Nonfarm payrolls probably increased 205,000 last month after rising 242,000 in February, according to a Reuters survey of economists. The unemployment rate is seen holding steady at an eight-year low of 4.9 percent in the U.S. Labor Department data due for publication on Friday.
The labor market has largely shrugged off slowing global economic growth, a robust U.S. dollar which has hurt manufacturing exports, and cheap oil which has hit energy sector profitability. Limited wage increases though have left the Fed wary about further rate hikes even as the labor market tightens.
"The March employment report will show that the U.S. economy is doing fine, but the Fed is very much focused on global developments right now and job growth takes a backseat," said Thomas Costerg, senior U.S. economist at Standard Chartered Bank in New York.
Fed Chair Janet Yellen said on Tuesday that slowing global growth and lower oil prices posed a downside risk to the domestic economic outlook, adding that she considered it appropriate for policymakers to "proceed cautiously in adjusting policy."
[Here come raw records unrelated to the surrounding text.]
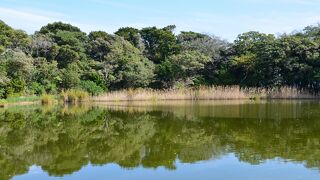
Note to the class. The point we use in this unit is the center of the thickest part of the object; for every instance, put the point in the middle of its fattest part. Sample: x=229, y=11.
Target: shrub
x=91, y=87
x=75, y=96
x=48, y=99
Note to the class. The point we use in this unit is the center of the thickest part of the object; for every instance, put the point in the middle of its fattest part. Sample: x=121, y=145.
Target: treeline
x=60, y=56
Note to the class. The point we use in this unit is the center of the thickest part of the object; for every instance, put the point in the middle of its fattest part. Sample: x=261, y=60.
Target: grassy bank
x=19, y=100
x=69, y=96
x=206, y=93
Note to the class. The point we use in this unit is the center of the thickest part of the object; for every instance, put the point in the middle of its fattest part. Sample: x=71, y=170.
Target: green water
x=186, y=140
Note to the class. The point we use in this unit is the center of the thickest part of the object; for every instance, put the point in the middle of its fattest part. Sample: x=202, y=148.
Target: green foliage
x=91, y=87
x=132, y=35
x=70, y=77
x=125, y=66
x=182, y=67
x=66, y=56
x=160, y=43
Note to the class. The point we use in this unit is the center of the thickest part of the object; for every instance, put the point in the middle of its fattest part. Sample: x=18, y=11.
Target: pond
x=177, y=140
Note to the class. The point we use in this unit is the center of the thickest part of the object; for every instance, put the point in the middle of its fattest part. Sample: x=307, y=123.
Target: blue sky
x=224, y=18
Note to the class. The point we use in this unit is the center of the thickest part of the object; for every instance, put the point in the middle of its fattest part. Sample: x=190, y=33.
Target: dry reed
x=205, y=93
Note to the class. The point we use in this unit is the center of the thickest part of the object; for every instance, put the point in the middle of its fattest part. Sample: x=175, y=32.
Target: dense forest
x=60, y=56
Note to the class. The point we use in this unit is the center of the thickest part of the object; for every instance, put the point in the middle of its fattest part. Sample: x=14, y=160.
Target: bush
x=48, y=99
x=75, y=96
x=37, y=88
x=91, y=87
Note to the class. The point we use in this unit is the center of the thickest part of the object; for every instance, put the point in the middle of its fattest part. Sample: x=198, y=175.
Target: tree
x=133, y=36
x=160, y=43
x=99, y=43
x=216, y=70
x=13, y=39
x=125, y=67
x=42, y=45
x=183, y=68
x=66, y=56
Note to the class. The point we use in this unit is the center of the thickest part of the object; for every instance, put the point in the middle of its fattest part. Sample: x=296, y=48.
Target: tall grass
x=48, y=99
x=206, y=93
x=75, y=96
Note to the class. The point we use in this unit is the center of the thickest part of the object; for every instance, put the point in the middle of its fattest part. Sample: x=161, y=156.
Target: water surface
x=183, y=140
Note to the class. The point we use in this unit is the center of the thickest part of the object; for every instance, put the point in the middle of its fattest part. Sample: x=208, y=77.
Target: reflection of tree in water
x=63, y=140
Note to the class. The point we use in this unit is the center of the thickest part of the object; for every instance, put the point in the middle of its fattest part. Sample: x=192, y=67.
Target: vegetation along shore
x=61, y=63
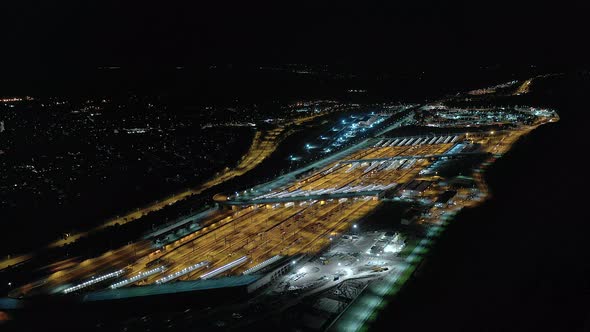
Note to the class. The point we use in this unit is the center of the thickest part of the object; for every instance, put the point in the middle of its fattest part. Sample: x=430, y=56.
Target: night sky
x=55, y=39
x=149, y=33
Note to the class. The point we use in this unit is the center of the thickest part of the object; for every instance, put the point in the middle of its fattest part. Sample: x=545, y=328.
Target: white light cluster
x=94, y=281
x=138, y=277
x=224, y=268
x=263, y=264
x=181, y=272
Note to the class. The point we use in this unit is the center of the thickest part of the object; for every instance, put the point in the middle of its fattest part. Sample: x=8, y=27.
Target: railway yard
x=320, y=219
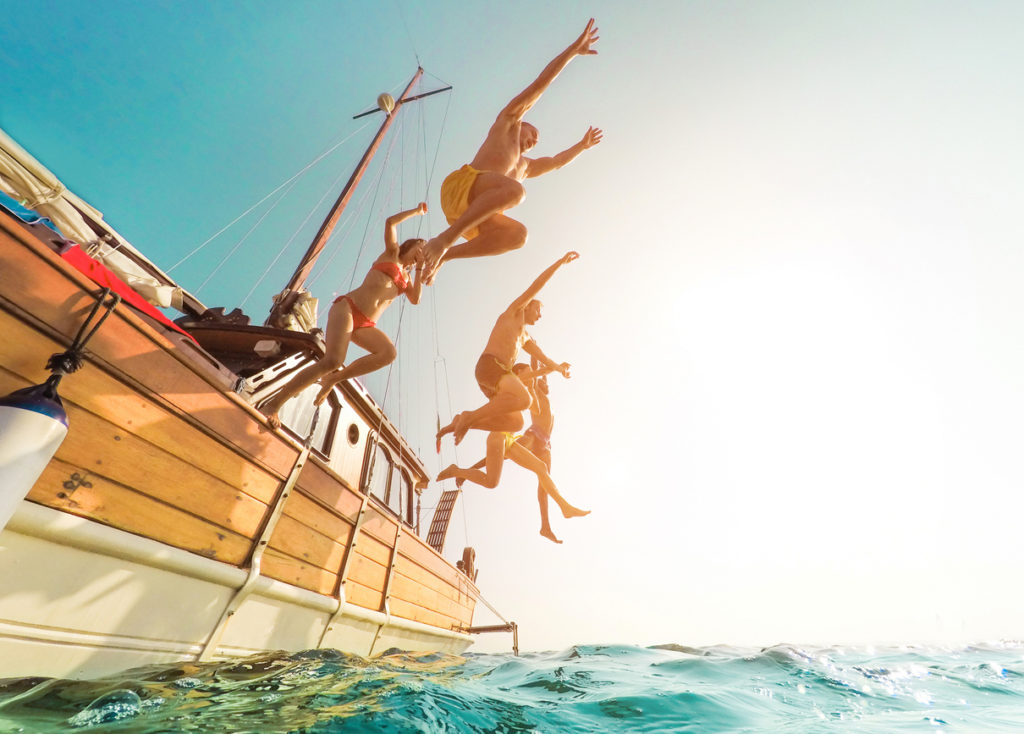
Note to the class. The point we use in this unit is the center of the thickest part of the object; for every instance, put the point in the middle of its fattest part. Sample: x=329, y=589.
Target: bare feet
x=448, y=473
x=546, y=531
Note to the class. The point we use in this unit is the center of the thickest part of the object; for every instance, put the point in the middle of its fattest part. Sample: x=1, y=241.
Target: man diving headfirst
x=507, y=396
x=474, y=197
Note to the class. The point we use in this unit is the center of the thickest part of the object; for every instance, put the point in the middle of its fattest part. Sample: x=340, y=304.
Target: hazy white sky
x=797, y=393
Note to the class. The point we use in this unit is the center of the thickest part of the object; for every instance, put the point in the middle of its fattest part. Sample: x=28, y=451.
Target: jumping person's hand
x=582, y=46
x=592, y=137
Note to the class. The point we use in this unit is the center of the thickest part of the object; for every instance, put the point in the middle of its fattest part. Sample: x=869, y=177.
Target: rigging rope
x=246, y=213
x=244, y=238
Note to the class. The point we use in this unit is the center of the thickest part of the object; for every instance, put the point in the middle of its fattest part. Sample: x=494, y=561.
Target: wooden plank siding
x=159, y=446
x=164, y=366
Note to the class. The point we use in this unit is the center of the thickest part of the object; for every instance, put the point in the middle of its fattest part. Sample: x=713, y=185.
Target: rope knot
x=65, y=362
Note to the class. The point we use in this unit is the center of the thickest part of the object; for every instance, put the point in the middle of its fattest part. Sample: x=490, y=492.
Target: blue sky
x=794, y=326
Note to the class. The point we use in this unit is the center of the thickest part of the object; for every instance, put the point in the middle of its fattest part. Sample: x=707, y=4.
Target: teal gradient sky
x=795, y=326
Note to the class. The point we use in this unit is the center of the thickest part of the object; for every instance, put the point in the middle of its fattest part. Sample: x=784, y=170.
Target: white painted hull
x=82, y=599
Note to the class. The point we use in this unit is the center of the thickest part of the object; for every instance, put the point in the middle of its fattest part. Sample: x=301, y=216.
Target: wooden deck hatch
x=442, y=515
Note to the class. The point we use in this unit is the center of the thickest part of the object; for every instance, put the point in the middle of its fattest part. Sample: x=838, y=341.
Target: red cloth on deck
x=99, y=273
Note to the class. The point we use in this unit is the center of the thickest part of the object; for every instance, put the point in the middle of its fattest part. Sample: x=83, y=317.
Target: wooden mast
x=286, y=301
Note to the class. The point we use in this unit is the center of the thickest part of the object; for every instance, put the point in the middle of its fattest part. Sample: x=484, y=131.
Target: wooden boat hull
x=142, y=529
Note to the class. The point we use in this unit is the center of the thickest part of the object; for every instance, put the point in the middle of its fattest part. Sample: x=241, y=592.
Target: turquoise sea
x=588, y=688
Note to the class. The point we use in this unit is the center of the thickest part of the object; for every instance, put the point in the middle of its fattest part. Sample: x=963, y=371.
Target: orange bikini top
x=395, y=272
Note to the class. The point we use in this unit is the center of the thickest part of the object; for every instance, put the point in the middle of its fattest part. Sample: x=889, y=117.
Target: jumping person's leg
x=337, y=337
x=498, y=234
x=382, y=353
x=492, y=193
x=493, y=465
x=501, y=413
x=526, y=460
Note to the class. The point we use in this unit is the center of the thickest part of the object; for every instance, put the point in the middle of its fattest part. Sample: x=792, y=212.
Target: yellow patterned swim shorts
x=455, y=195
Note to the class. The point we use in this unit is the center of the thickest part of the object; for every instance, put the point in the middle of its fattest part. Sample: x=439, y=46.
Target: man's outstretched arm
x=528, y=96
x=392, y=222
x=540, y=166
x=534, y=350
x=530, y=293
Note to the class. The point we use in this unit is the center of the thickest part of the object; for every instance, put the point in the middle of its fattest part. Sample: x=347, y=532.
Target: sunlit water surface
x=583, y=689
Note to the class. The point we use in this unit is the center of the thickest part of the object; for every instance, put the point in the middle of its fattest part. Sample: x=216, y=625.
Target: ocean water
x=584, y=689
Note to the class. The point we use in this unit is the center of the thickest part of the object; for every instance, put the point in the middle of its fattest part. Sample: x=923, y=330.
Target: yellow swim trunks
x=455, y=195
x=511, y=438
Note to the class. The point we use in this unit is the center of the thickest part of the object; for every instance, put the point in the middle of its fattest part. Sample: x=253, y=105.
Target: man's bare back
x=507, y=336
x=474, y=197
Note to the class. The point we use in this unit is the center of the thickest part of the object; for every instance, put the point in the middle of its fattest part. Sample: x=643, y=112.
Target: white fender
x=33, y=424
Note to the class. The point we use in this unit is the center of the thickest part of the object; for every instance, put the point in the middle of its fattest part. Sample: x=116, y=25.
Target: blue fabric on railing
x=25, y=214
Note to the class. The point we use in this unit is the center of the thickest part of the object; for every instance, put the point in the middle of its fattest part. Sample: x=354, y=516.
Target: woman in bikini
x=353, y=318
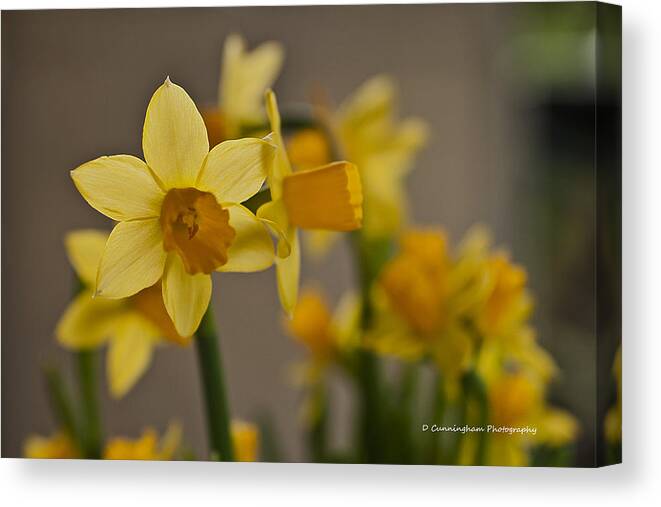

Fed officials last month downgraded their economic growth expectations and forecast only two more rate rises this year. The U.S. central bank raised its benchmark overnight interest rate in December for the first time in nearly a decade.
Financial markets have almost priced out the likelihood of a rate hike at the Fed's June policy meeting and see a roughly 47 percent chance of an increase in November and 57 percent probability at the December meeting, according to CME FedWatch.
The Labor Department's closely watched jobs report will be released on Friday at 8:30 a.m.
It will come on the heels of recent data showing sluggish consumer spending, weak business investment on capital in the first two months of the year, as well as some deterioration in the international trade balance, which prompted economists to slash their first-quarter GDP growth estimates to as low as a 0.9 percent annualized pace from as high as a 2.0 percent rate.
The economy grew at a 1.4 percent rate in the fourth quarter.
Though employment gains have slowed after averaging 282,000 jobs per month in the fourth quarter, there is little labor market strain from the global slowdown, which helped to ignite a massive stock market sell-off at the start of the year.
First-time applications for unemployment benefits are near the lowest levels seen in 1973. Economists attribute the pullback in job gains to the inability of companies to find qualified workers for vacant positions.
"Although first-quarter growth may not have been quite as strong as we initially believed, the resilience of the labor market suggests that the economy is not in any serious trouble," said Paul Ashworth, chief U.S. economist at Capital Economics in Toronto.
Wages likely increased last month, with average hourly earnings forecast rising 0.2 percent after slipping 0.1 percent in February. That would leave the year-on-year earnings gain at 2.2 percent, unchanged from February.
Economists say an economic growth rate of between 3.0 and 3.5 percent in wages is needed to lift inflation to the Federal Reserve's 2.0 percent target. Though the Fed's preferred inflation measure is currently at 1.7 percent, Yellen has expressed skepticism over the sustainability of gains citing transitory factors.